Evaluate a varchar2 string into a condition for a SQL statement - sql

I'm trying to find which rows are missing from 1 database to another, I already have link to the both DBs and I already found out that I can't just join separate tables so what I'm trying right now is select the ID's from one table and paste them into the select statement for the other DB however I don't know how to parse a clob into a condition.
let me explain further:
I got this collection of varchar2's with all the ID's i need to check on the other DB, and I can iterate through that collection so I get a clob with form: 'id1','id2','id3'
I want to run this query on the other DB
SELECT * FROM atable#db2
WHERE id NOT IN (clob_with_ids)
but I don't know how to tell PL/SQL to evaluate that clob as part of the statement.
id field on atable#db2 is an integer and the varchar2 id's I got are from runnning a regex on a clob
edit:
I've been ask to add the example I was trying to run:
SELECT *
FROM myTable#db1
WHERE ( (creation_date BETWEEN to_date('14-JUN-2011 00:00:00','DD-MON-YYYY HH24:MI:SS') AND to_date('14-JUN-2011 23:59:59','DD-MON-YYYY HH24:MI:SS')) )
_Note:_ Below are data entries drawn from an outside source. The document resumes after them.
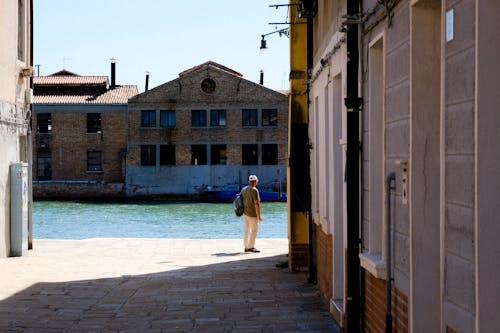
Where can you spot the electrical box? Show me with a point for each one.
(18, 209)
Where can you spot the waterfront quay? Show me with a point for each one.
(157, 285)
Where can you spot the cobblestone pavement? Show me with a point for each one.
(157, 285)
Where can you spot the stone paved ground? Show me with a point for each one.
(157, 285)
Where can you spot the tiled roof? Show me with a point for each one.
(213, 64)
(53, 80)
(119, 95)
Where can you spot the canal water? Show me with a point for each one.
(72, 220)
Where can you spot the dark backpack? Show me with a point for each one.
(238, 205)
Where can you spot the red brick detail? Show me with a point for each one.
(298, 260)
(324, 263)
(375, 307)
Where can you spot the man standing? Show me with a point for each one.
(251, 213)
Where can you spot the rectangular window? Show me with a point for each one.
(93, 123)
(44, 123)
(249, 117)
(198, 154)
(218, 154)
(44, 165)
(199, 118)
(249, 154)
(269, 154)
(218, 118)
(167, 155)
(148, 155)
(167, 118)
(269, 117)
(94, 161)
(148, 118)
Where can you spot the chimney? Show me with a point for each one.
(147, 82)
(113, 73)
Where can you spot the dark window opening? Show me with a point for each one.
(198, 154)
(148, 155)
(218, 154)
(167, 118)
(199, 118)
(249, 154)
(167, 155)
(269, 154)
(148, 118)
(93, 123)
(94, 161)
(44, 123)
(249, 117)
(44, 165)
(218, 118)
(269, 117)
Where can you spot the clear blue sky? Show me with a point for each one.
(164, 37)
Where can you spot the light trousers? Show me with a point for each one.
(250, 232)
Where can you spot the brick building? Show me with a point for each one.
(208, 127)
(16, 59)
(81, 128)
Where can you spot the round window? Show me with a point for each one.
(208, 85)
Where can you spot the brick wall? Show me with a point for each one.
(60, 190)
(375, 307)
(183, 135)
(324, 262)
(69, 143)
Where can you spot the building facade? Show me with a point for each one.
(80, 144)
(428, 183)
(209, 128)
(15, 99)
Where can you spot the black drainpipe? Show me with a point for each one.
(312, 271)
(353, 102)
(388, 279)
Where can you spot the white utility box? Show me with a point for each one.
(18, 209)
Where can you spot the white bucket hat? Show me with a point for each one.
(252, 178)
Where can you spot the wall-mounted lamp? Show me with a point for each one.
(281, 32)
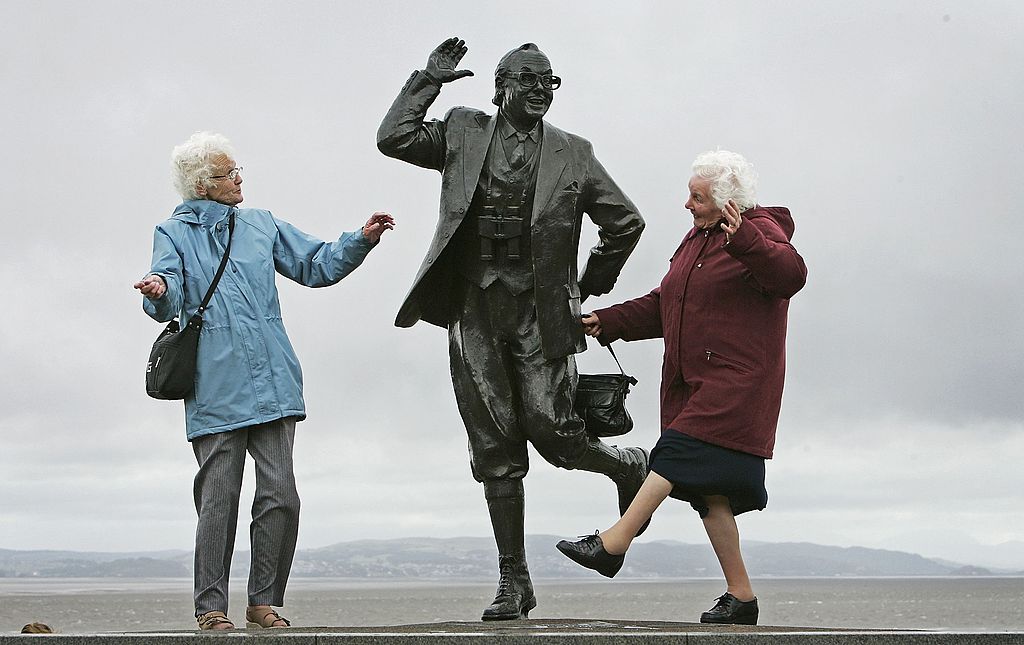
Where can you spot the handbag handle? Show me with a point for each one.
(621, 371)
(220, 269)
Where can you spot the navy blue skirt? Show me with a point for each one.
(696, 469)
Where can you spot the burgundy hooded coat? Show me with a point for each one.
(722, 311)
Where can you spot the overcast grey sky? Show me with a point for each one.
(891, 129)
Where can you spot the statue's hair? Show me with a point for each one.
(192, 162)
(503, 67)
(732, 177)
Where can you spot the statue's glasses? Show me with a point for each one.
(231, 174)
(529, 79)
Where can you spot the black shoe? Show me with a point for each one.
(590, 553)
(515, 591)
(729, 610)
(635, 465)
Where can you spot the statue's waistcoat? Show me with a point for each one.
(494, 242)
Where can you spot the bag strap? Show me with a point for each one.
(220, 269)
(621, 371)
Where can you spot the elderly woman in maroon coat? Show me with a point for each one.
(722, 311)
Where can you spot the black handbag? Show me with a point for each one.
(170, 374)
(600, 401)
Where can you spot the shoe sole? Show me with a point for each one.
(523, 612)
(744, 620)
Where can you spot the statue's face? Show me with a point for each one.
(526, 105)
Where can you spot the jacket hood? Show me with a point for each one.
(779, 214)
(201, 212)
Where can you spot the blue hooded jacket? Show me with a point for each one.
(247, 372)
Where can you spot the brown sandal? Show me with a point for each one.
(212, 620)
(265, 617)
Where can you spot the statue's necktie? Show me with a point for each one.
(519, 152)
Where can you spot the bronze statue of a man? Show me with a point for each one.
(501, 275)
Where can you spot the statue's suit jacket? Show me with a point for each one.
(569, 182)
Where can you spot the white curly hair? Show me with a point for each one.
(192, 162)
(732, 177)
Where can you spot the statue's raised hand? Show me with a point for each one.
(443, 60)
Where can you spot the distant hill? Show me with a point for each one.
(475, 558)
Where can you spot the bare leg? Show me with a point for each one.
(724, 535)
(654, 489)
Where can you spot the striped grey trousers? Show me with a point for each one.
(274, 524)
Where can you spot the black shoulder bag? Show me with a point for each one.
(600, 401)
(170, 375)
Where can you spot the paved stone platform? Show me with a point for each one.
(536, 632)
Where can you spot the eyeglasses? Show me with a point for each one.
(231, 174)
(529, 79)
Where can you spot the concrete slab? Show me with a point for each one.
(537, 632)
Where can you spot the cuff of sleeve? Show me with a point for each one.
(432, 80)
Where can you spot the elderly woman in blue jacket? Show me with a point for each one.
(248, 391)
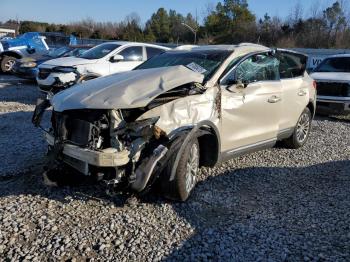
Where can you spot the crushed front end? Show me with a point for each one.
(101, 143)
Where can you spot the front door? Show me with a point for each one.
(252, 108)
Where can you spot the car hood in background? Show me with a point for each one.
(69, 61)
(131, 89)
(331, 76)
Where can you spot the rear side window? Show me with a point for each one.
(256, 68)
(151, 52)
(132, 53)
(337, 64)
(291, 64)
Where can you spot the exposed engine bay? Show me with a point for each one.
(125, 152)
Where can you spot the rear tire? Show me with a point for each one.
(7, 63)
(186, 173)
(301, 131)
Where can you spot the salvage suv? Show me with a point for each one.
(104, 59)
(333, 85)
(156, 125)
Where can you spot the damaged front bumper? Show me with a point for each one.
(108, 157)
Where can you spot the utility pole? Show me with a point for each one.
(194, 31)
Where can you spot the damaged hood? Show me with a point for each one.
(69, 61)
(331, 76)
(125, 90)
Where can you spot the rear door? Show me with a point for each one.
(250, 115)
(295, 95)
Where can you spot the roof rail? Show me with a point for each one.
(250, 44)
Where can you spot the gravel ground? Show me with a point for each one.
(275, 205)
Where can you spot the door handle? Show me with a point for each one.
(302, 93)
(274, 99)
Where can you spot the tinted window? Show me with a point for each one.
(59, 51)
(258, 68)
(76, 52)
(132, 53)
(99, 51)
(338, 64)
(151, 52)
(291, 64)
(206, 62)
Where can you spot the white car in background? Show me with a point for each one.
(333, 85)
(104, 59)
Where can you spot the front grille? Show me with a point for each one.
(80, 127)
(44, 73)
(333, 89)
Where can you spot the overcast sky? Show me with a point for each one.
(65, 11)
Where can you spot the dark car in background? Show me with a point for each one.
(27, 67)
(333, 85)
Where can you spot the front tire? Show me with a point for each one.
(186, 173)
(7, 64)
(301, 131)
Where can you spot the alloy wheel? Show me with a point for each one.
(8, 65)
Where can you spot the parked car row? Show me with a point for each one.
(333, 85)
(104, 59)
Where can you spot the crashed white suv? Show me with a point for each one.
(180, 110)
(104, 59)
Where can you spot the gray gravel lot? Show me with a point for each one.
(275, 205)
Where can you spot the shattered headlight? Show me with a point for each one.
(142, 128)
(29, 64)
(62, 69)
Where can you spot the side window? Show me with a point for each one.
(256, 68)
(132, 53)
(151, 52)
(291, 64)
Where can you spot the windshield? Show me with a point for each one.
(75, 52)
(204, 61)
(99, 51)
(335, 64)
(58, 51)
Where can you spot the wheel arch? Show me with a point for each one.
(311, 106)
(209, 144)
(12, 54)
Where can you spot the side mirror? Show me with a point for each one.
(31, 50)
(234, 85)
(116, 58)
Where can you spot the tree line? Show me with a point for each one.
(229, 22)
AND acertain_id NOT IN ( SELECT to_number(REGEXP_REPLACE(REGEXP_REPLACE(REGEXP_SUBSTR(payload,'<xmlTag>([[:alnum:]]+)-'),'<xmlTag>',''),'-','')) as sameIDasOtherTable
FROM anotherTable#db2
WHERE condition1 ='bla'
AND condition2 ='blabla'
AND ( (creation_date BETWEEN to_date('14-JUN-2011 00:00:00','DD-MON-YYYY HH24:MI:SS') AND to_date('14-JUN-2011 23:59:59','DD-MON-YYYY HH24:MI:SS')) ) )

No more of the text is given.